While behavioural analysts, and perhaps one day even intelligent CCTV, can provide a last line of defence to weed out suspicious-looking passengers at the airport itself, the real job of finding these ‘bad’ people falls to the state and will have taken place long before they are walking towards the check-in. 

“This revolutionary combination of technology and intelligence will make the experience significantly better for most passengers.”

Today’s ‘trusted traveller’ immigration schemes – such as the US Global Entry or the US / Canadian NEXUS programmes  – give an insight into how this might work, particularly in respect of IATA’s proposed ‘known traveller’ category, who would then be subject to less stringent security on-site.

Typically this would involve voluntary registration in the scheme, and trigger a thorough background check, probably involving multi-agencies and an investigation through international criminal databases.  

Applicants who pass this initial stage would then be subject to an in-person interview, and finally have their biometric data – fingerprints, facial photograph or iris scan – captured, digitised and registered in the appropriate system. 

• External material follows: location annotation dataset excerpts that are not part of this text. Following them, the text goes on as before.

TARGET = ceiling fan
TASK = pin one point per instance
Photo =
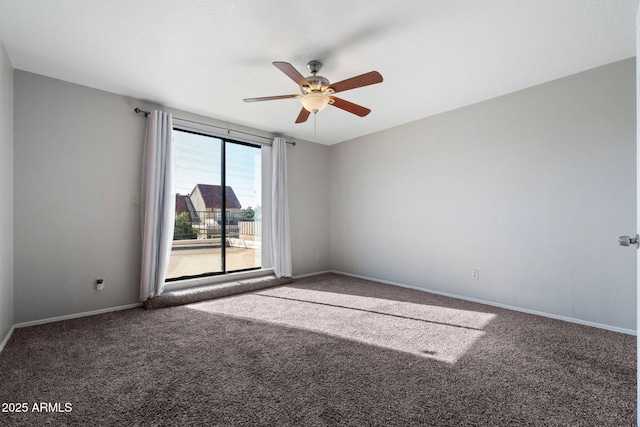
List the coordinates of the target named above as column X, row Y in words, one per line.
column 317, row 92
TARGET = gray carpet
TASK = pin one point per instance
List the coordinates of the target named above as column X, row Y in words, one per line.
column 322, row 351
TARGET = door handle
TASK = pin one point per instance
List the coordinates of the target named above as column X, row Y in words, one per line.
column 626, row 241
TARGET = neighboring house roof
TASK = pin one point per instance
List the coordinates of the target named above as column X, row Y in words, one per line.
column 183, row 204
column 211, row 196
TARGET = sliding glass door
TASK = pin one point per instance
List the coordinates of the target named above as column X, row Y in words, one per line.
column 218, row 225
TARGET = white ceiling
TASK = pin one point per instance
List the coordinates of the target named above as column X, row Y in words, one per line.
column 205, row 56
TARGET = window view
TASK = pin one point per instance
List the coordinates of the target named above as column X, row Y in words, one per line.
column 213, row 176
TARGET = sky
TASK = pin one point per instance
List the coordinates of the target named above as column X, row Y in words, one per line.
column 198, row 161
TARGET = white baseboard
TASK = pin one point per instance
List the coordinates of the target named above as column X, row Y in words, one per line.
column 495, row 304
column 302, row 276
column 76, row 315
column 6, row 339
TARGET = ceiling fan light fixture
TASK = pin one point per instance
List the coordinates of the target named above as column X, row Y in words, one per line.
column 314, row 102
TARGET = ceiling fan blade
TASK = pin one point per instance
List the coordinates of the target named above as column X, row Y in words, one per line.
column 303, row 116
column 292, row 73
column 366, row 79
column 271, row 98
column 356, row 109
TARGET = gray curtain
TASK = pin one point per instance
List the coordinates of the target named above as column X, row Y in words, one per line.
column 157, row 204
column 280, row 237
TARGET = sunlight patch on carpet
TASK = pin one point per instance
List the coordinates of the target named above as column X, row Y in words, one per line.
column 428, row 331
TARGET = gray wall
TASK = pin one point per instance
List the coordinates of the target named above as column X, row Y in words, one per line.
column 77, row 160
column 532, row 189
column 308, row 185
column 6, row 194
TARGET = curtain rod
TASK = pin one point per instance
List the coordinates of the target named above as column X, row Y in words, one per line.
column 147, row 113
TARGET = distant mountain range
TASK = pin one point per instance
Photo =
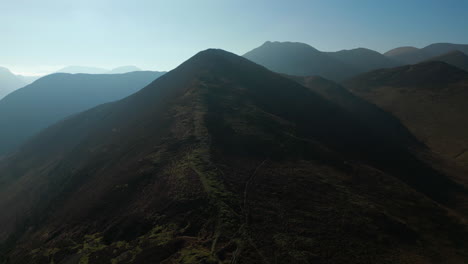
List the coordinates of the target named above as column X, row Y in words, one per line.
column 224, row 161
column 10, row 82
column 303, row 60
column 95, row 70
column 412, row 55
column 455, row 58
column 26, row 111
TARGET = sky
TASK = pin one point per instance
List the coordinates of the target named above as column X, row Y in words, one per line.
column 42, row 36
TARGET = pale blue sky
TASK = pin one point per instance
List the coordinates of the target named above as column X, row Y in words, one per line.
column 40, row 36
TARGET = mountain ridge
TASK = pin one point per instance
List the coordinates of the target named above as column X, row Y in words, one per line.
column 216, row 162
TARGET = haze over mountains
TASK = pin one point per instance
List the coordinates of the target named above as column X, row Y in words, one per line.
column 26, row 111
column 303, row 60
column 10, row 82
column 224, row 161
column 412, row 55
column 96, row 70
column 429, row 98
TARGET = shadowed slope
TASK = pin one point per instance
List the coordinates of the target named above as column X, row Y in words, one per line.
column 223, row 161
column 9, row 82
column 26, row 111
column 429, row 98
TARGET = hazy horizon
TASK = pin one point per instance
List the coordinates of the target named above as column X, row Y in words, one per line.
column 159, row 35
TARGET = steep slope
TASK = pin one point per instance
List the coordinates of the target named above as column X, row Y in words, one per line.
column 455, row 58
column 364, row 60
column 26, row 111
column 412, row 55
column 223, row 161
column 298, row 59
column 429, row 98
column 9, row 82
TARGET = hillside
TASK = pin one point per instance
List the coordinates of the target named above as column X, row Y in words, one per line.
column 298, row 59
column 26, row 111
column 429, row 98
column 223, row 161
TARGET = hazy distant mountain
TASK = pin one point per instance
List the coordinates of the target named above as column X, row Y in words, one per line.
column 224, row 161
column 82, row 69
column 9, row 82
column 124, row 69
column 303, row 60
column 455, row 58
column 28, row 79
column 412, row 55
column 95, row 70
column 429, row 98
column 54, row 97
column 364, row 60
column 299, row 59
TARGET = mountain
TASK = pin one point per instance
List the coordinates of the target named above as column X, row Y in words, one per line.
column 429, row 98
column 412, row 55
column 123, row 69
column 9, row 82
column 26, row 111
column 364, row 60
column 95, row 70
column 224, row 161
column 82, row 69
column 298, row 59
column 455, row 58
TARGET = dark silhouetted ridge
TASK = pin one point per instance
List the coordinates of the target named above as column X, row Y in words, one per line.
column 222, row 160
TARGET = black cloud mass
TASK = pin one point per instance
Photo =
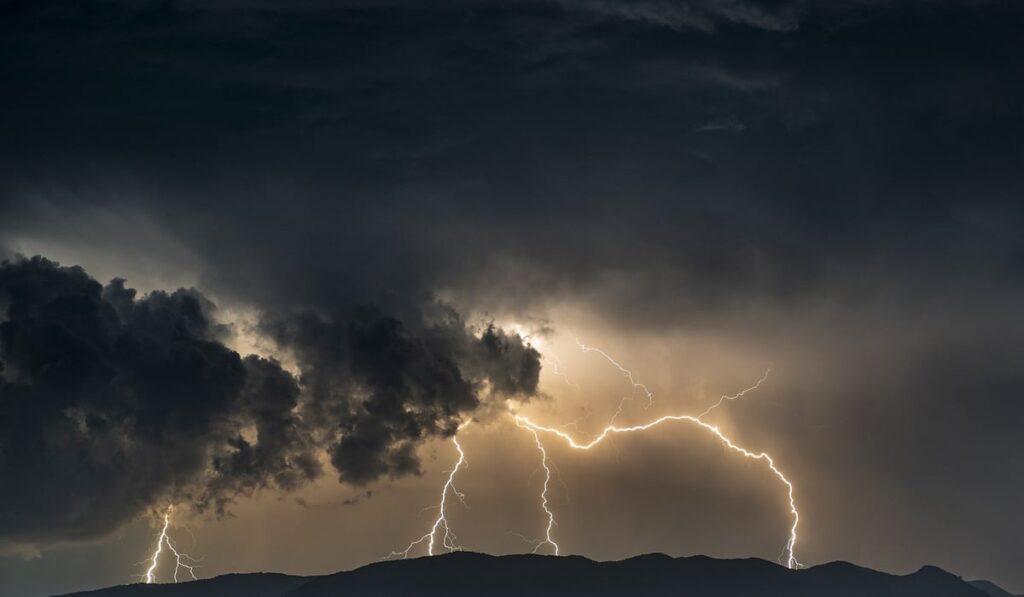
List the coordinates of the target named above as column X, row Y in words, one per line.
column 110, row 402
column 832, row 186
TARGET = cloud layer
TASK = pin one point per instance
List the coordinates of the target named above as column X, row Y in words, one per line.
column 112, row 403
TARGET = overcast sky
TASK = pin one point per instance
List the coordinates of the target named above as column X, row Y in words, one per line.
column 313, row 238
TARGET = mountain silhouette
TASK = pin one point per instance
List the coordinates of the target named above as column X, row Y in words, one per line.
column 473, row 574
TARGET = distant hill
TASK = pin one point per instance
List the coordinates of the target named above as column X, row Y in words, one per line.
column 471, row 574
column 991, row 589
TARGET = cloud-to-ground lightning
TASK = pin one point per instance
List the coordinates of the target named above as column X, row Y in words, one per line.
column 180, row 558
column 449, row 541
column 544, row 493
column 791, row 545
column 612, row 429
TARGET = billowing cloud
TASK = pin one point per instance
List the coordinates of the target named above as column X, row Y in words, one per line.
column 111, row 402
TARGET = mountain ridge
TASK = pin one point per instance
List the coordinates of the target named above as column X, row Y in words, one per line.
column 468, row 573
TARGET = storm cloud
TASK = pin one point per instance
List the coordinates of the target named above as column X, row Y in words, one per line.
column 829, row 187
column 112, row 403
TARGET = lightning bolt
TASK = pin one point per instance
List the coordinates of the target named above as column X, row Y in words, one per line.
column 791, row 544
column 544, row 493
column 179, row 557
column 627, row 373
column 449, row 541
column 612, row 429
column 735, row 396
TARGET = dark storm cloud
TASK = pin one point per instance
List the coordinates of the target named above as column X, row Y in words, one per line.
column 110, row 402
column 378, row 387
column 730, row 166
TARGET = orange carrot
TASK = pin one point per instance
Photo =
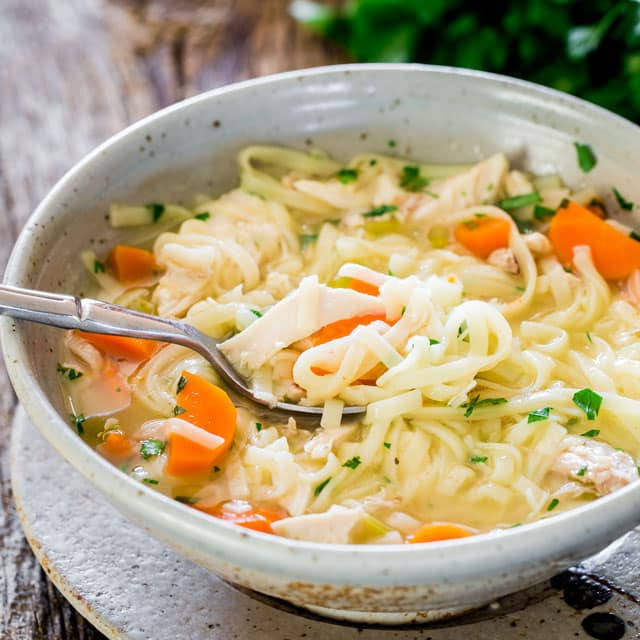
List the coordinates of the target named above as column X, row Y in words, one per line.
column 482, row 236
column 131, row 263
column 615, row 255
column 120, row 347
column 342, row 328
column 435, row 531
column 210, row 408
column 117, row 445
column 255, row 518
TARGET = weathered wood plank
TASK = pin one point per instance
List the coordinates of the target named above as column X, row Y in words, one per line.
column 71, row 74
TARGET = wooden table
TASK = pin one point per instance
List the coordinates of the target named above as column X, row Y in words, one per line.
column 72, row 73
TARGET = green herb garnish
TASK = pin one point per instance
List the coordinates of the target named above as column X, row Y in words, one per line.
column 586, row 158
column 523, row 200
column 411, row 179
column 150, row 448
column 538, row 415
column 485, row 402
column 347, row 175
column 156, row 210
column 380, row 211
column 589, row 401
column 321, row 486
column 622, row 201
column 352, row 463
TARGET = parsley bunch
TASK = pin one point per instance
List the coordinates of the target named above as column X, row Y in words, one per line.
column 590, row 49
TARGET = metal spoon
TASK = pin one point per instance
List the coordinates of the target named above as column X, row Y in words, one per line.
column 71, row 312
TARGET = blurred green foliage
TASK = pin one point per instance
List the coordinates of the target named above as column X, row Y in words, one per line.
column 590, row 48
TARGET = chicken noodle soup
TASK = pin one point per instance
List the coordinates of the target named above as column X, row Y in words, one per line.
column 487, row 318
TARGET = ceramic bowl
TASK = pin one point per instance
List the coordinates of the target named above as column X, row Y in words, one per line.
column 429, row 113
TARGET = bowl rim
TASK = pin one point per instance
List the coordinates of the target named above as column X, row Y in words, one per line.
column 196, row 526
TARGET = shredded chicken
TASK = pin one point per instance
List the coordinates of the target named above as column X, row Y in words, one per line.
column 595, row 463
column 505, row 260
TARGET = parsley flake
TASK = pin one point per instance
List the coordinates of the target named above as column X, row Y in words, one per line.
column 380, row 211
column 321, row 486
column 347, row 175
column 523, row 200
column 624, row 204
column 586, row 158
column 352, row 463
column 411, row 179
column 150, row 448
column 485, row 402
column 589, row 401
column 538, row 415
column 156, row 210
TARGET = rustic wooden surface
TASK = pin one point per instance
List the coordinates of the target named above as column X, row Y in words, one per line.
column 73, row 72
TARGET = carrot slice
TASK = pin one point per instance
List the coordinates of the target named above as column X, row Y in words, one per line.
column 482, row 236
column 615, row 255
column 117, row 445
column 131, row 263
column 435, row 531
column 210, row 408
column 342, row 328
column 255, row 518
column 121, row 347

Having undergone this extensive series of checks up-front, and being officially declared low-risk, would excuse such passengers from some of the screening procedures used in the ‘normal’ lane, through which most of the travelling public would be directed. 

More importantly, it also allows airport security to focus its resources on those who appear, for one reason or another, to present a higher potential risk.

It is often said nothing is 100 percent secure, but Giovanni Bisignani – now IATA’s Director General Emeritus – believes this revolutionary combination of technology and intelligence will make the experience significantly better for the vast majority of passengers and much more effective for security.  Small wonder, then, that he has described it as “a win / win situation”.